Quand s'en est allé mon "vieux copain"

le 17 mars 2022, précédé du mercredi 9 mars
(vraiment, entre parenthèses : IL aurait pu attendre le 19 mars, jour de la Sant Jobek et du cessez-le-feu d'une certaine guerre).

...Mais non, Jobic s'en est allé fort paisible le 9 mars à midi...

Et le 17 mars, nous avons déposé sur son corps, l'accompagnant dans le feu, le tapuscrit de son bouquin Baniane, une Algérie fraternelle. Il l'avait saisi de ses propres mains. C'était nous approprier le rite funéraire des Dogons qui brisent l'outil du mort afin qu'il devienne l'ANCÊTRE vivant,  l'Antecessor, celui qui précède, d'abord attesté, non comme  lointain aïeul, mais comme terme commun au sens de « éclaireur ».
L'Ancêtre comme un éclaireur !
Ce que les Dogons nous disent, c’est cette exhortation fraternelle : 

« Et si c'était de notre ressort à nous, les encore vivants, de continuer nos morts bien au delà du simple et pieux souvenir ? D’entretenir à travers nos enfants et les enfants de nos enfants, la force vitale et les vertus qui animaient  les actes de ce aïeul en allé ! »

Au bord des larmes, la gorge nouée, j'ai tenté de lire ce qui suit :

 

 

Ce sont sans doute ...quelques lignes lues... par hasard...
sur une page déchirée et tombée d'un roman déjà ancien
ou d'un journal intime, perdu par je ne sais trop qui. 
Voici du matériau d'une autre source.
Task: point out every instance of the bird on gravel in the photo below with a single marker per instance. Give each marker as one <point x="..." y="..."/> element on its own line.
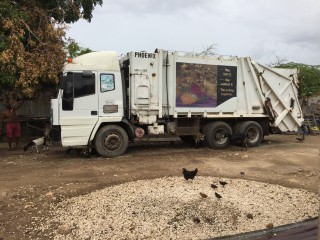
<point x="203" y="195"/>
<point x="189" y="174"/>
<point x="301" y="138"/>
<point x="214" y="186"/>
<point x="223" y="183"/>
<point x="37" y="142"/>
<point x="44" y="141"/>
<point x="217" y="195"/>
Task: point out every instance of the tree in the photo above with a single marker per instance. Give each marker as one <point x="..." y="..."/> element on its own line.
<point x="32" y="34"/>
<point x="74" y="49"/>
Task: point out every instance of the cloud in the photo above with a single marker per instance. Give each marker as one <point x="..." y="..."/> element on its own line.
<point x="289" y="28"/>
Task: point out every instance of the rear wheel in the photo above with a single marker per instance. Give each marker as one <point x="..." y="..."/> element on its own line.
<point x="187" y="139"/>
<point x="253" y="131"/>
<point x="216" y="135"/>
<point x="111" y="141"/>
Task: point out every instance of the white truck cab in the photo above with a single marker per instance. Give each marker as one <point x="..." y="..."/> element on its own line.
<point x="105" y="101"/>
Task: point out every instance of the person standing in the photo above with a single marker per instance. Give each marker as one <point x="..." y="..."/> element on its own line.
<point x="13" y="128"/>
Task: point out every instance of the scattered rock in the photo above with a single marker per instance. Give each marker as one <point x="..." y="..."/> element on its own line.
<point x="196" y="220"/>
<point x="49" y="194"/>
<point x="203" y="195"/>
<point x="64" y="229"/>
<point x="250" y="216"/>
<point x="269" y="225"/>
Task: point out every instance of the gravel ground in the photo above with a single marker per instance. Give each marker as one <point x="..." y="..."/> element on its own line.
<point x="172" y="208"/>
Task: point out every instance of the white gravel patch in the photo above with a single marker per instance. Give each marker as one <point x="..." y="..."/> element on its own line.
<point x="172" y="208"/>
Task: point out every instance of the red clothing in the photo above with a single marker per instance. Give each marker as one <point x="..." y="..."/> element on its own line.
<point x="13" y="130"/>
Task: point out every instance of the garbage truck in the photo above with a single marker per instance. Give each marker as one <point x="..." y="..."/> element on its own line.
<point x="105" y="101"/>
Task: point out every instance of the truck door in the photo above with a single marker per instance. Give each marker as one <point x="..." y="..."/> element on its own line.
<point x="78" y="107"/>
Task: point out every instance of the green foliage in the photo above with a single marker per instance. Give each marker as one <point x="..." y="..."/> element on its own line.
<point x="309" y="77"/>
<point x="32" y="48"/>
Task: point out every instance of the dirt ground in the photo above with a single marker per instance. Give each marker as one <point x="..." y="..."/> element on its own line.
<point x="30" y="182"/>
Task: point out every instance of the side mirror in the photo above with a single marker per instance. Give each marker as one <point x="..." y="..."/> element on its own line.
<point x="87" y="74"/>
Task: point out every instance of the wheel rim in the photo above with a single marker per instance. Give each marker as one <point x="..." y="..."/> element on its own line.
<point x="112" y="142"/>
<point x="220" y="136"/>
<point x="253" y="134"/>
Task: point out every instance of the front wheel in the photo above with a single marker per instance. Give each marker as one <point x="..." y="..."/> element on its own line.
<point x="216" y="135"/>
<point x="111" y="141"/>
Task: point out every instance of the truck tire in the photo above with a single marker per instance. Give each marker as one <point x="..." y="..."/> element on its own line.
<point x="111" y="141"/>
<point x="187" y="139"/>
<point x="253" y="131"/>
<point x="216" y="135"/>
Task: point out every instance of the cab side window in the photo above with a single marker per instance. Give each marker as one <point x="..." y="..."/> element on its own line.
<point x="83" y="85"/>
<point x="107" y="82"/>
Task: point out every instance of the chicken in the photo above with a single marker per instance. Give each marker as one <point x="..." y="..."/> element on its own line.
<point x="300" y="138"/>
<point x="214" y="186"/>
<point x="42" y="140"/>
<point x="223" y="183"/>
<point x="37" y="142"/>
<point x="217" y="195"/>
<point x="189" y="174"/>
<point x="203" y="195"/>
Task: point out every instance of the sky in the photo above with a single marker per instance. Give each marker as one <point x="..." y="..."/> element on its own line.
<point x="260" y="29"/>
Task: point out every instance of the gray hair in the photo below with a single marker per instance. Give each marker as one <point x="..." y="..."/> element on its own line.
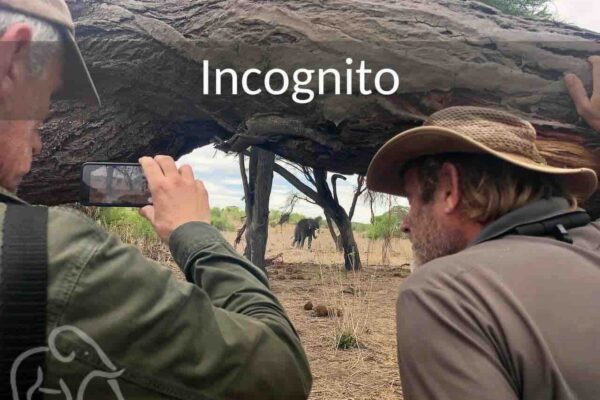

Il y a déjà plus de soixante ans de cela.

S’est-il écoulé un mois, deux mois depuis notre venue à Biskra. Un matin quasi printanier comme tous les matins biskris, Christian et moi achevons la tournée des commerçants, fournisseurs des activités de nos Centres Sociaux Éducatifs.

Entre la place Béchut et la rue des Ouleds-Naïls, Christian salue une jeune femme, mince, jolie brune au léger accent aquitain ; il me présente à elle et mentionne l’existence de Rabéa, ma compagne Algérienne, ce qui paraît susciter très vite l’intérêt de la jeune femme que mon compagnon appelle Colette.

Quand nous nous séparons, Colette nous adresse, pour le soir même, une invitation, me précisant :
« Bien sûr ! J’espère que vous serez accompagné de votre femme ! »

Quand elle s’est éloigné, Christian y va de son commentaire : « Colette est l’épouse de Jo Saouter, le receveur des Contributions. C’est un couple généreux, accueillant ; mais autant elle, est discrète, mesurée, autant il est grande gueule, emporté mais passionnant et bon. C’est un Breton, de ceux qu’on appelle les chrétiens libéraux. Ils sont en Algérie depuis 1952. Ils étaient en poste à Soukh-Ahras et étaient dans la sphère des prêtres de la Mission de France, ceux qui furent condamnés et expulsés d'Algérie en 1956. Jo est un homme généreux, mais il n’est guère prudent et clame fort à tous coins de rues ses idées sur la libération de l’Algérie. L’OAS aimerait bien lui faire la peau, elle a tenté par deux,  d’ailleurs... Si tu le rencontres en ville, ne t’étonne pas de sa faconde et tu as des chances de lui être sympathique. »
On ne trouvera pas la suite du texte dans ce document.